I read an article recently on the PCMA discussion board “Making a Disruptor Less Disruptive” and it made me think about some of the challenges I have had over the years with special needs diets. Kosher and Halal are often the most difficult because they must be special ordered from outside the facility most of the time and usually at a very high cost. I was never sure how much was a mark up by the provider and/or the facility but a lunch often came in at over $100.00 just as an example. The article noted above have some excellent suggestions on how a meeting planner might handle these types of requests.
However, a number of years ago I was doing a conference in Ottawa and the facility we were using didn’t know where to get Halal meals for a delegate. I found a restaurant and made arrangements with them directly, with the facility’s support. A couple of amazing lunches cost about $20 each and a great dinner $30.00. One of our local volunteers had to go pick them up but based on the positive feedback from the recipient it was well worth the effort. That was a very positive experience both for the attendee and financially. They are not always that way.
In recent years, I have also noted that gluten free, vegetarian, sugar free, and other special requests are often also incurring an extra cost by some facilities, at least here in Canada. Gluten free muffins added to a breakfast menu can be charged at double the price. Vegetarian, higher priced than the selected menu. I argue that If a special requirement is medical related, then the facility is obliged to provide for this need. I have been known to say that if I have advised the facility of the details on the special requirements the responsibility is on the facility to ensure the needs are met and not at an additional charge. (religious needs not included in this line of thought). I suggested to one property that I would not pay extra for special medical needs diets and if they chose not to provide in this case a gluten free option at the same cost, I would simply advise the attendee of the situation and if they became ill I would direct them to the property for any kind of complaint or action. Needless to say the gluten free muffins were available, at no additional charge.
Having said that, I do have some sympathy for the facility’s position as well. Too often, as noted in the article, attendees ask for special meals that are preferences, not medical… and once ordered, they don’t bother to pick them up. I have seen it happen over and over. Such a practice is not only inconsiderate and poor manners, it can be expensive. I like the suggestions provided in the noted article – there is a part of me that would really like to charge those ordering a special meal and not picking it up for the unclaimed meal. Unfortunately, I am not sure I would ever get the payment but I might feel better, and it might encourage those ordering to take more responsibility for their actions. It might work, it might not? It is important to honour dietary restrictions for medical reasons and religious purposes and Vegetarian is also relatively easy to accommodate. Preferences, to my way of thinking, do not need to be honoured.
It is important to ask for dietary restrictions on a registration form. The first question should be…

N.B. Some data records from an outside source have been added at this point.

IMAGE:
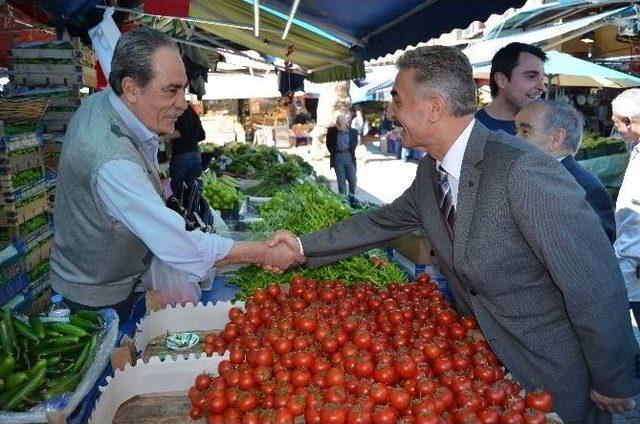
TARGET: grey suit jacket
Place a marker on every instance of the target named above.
(528, 258)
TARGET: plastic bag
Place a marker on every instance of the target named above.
(176, 285)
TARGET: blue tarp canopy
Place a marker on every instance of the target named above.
(382, 27)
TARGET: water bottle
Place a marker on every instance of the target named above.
(59, 310)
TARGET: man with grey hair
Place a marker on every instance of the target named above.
(513, 236)
(110, 216)
(341, 143)
(626, 119)
(556, 128)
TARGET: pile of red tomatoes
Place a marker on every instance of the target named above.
(326, 353)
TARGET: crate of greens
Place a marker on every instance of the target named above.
(49, 366)
(12, 215)
(16, 137)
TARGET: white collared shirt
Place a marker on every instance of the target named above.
(452, 161)
(627, 244)
(130, 199)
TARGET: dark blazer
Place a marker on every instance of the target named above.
(597, 196)
(332, 141)
(527, 258)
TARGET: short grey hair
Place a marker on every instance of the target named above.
(627, 104)
(133, 56)
(445, 71)
(562, 115)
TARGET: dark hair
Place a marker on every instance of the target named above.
(507, 58)
(133, 56)
(445, 71)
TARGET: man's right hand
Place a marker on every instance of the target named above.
(283, 252)
(286, 237)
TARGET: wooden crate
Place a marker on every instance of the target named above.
(11, 216)
(54, 115)
(11, 165)
(39, 254)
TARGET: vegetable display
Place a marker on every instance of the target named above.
(27, 176)
(305, 208)
(41, 360)
(328, 353)
(221, 193)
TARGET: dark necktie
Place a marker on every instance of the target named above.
(446, 197)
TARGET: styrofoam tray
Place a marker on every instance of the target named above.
(182, 318)
(155, 376)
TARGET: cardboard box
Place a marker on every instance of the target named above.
(170, 377)
(200, 319)
(414, 247)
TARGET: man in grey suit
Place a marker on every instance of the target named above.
(520, 247)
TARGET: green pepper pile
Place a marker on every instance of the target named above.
(39, 361)
(33, 224)
(221, 193)
(305, 208)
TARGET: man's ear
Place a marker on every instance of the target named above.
(559, 134)
(130, 89)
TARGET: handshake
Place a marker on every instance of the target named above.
(282, 251)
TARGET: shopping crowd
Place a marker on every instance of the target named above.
(525, 247)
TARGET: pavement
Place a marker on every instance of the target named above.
(381, 179)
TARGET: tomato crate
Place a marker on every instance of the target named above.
(13, 276)
(16, 163)
(12, 215)
(12, 143)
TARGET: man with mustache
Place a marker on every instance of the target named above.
(516, 78)
(110, 216)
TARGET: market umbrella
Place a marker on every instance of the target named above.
(565, 70)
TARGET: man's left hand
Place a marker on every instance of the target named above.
(617, 405)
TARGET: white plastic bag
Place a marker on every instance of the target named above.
(176, 285)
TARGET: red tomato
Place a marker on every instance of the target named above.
(203, 381)
(385, 415)
(399, 399)
(332, 413)
(406, 367)
(335, 377)
(540, 400)
(379, 393)
(195, 413)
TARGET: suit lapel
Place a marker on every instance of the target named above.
(467, 189)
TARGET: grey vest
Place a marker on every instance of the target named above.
(93, 261)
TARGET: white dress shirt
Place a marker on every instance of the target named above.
(627, 244)
(452, 161)
(131, 200)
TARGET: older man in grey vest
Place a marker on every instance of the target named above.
(110, 216)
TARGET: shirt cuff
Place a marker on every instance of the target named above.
(300, 245)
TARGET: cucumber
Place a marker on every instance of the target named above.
(92, 316)
(83, 323)
(5, 339)
(68, 329)
(6, 365)
(14, 380)
(38, 327)
(25, 330)
(42, 363)
(65, 341)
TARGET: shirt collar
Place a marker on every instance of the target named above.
(139, 130)
(452, 161)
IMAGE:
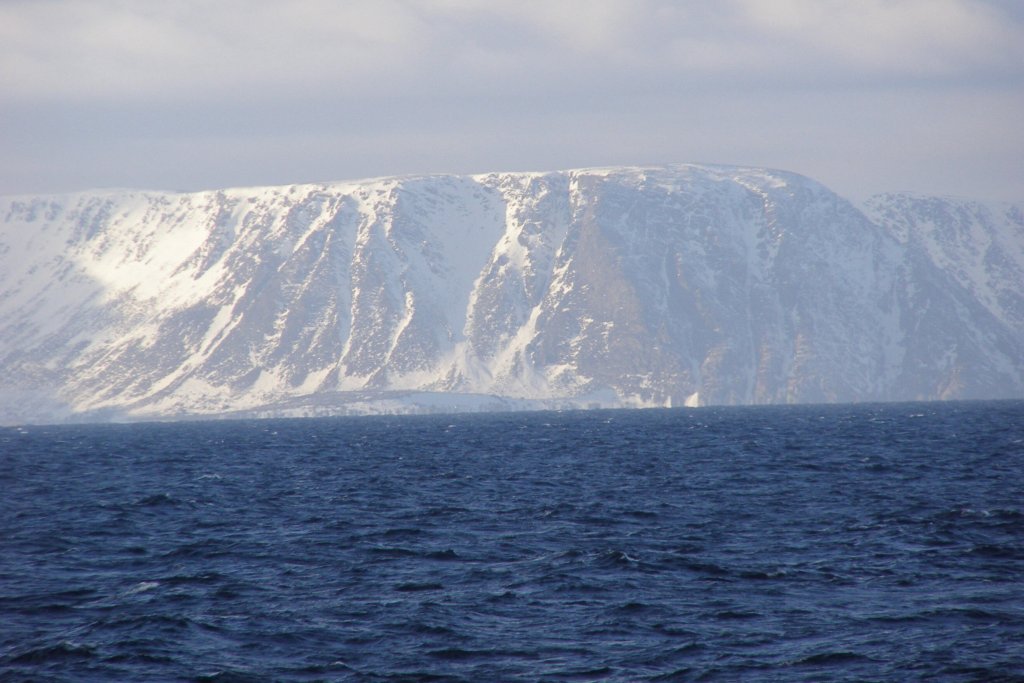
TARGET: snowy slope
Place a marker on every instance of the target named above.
(596, 287)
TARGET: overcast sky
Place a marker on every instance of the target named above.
(864, 95)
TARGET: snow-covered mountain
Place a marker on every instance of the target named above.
(674, 285)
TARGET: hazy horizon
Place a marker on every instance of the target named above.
(869, 96)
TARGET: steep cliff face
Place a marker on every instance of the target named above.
(613, 287)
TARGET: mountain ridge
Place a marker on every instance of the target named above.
(614, 286)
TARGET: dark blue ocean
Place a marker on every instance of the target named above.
(767, 544)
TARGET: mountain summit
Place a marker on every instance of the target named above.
(664, 286)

Is your restriction: MEDICAL? ___ RELIGIOUS? ___ OTHER? ___
Please provide details: ____________________________________________________
VEGETARIAN? Y/ N
That is really all you need
Assess the “Other” to decide if it can be accommodated. You can also track the special needs, by individual registrant to find out if they stick to the dietary requirements ordered or skip it when on site. You can warn folks on the form that if they do not follow through on their request, it will not be provided in the future. You can also follow up with those who do not pick up their special meal post conference, give them a warning for the future or let them know they can be tracked.
In reality, we have to face the fact that food in general is more processed than ever before, it is genetically modified and who knows what is being added to enhance shelf life. That is affecting much of the food intolerances today. Diet and lifestyle choices affect people’s health and as a planner the first step may be to work with your property to create menus that reduce the need for so many special meals.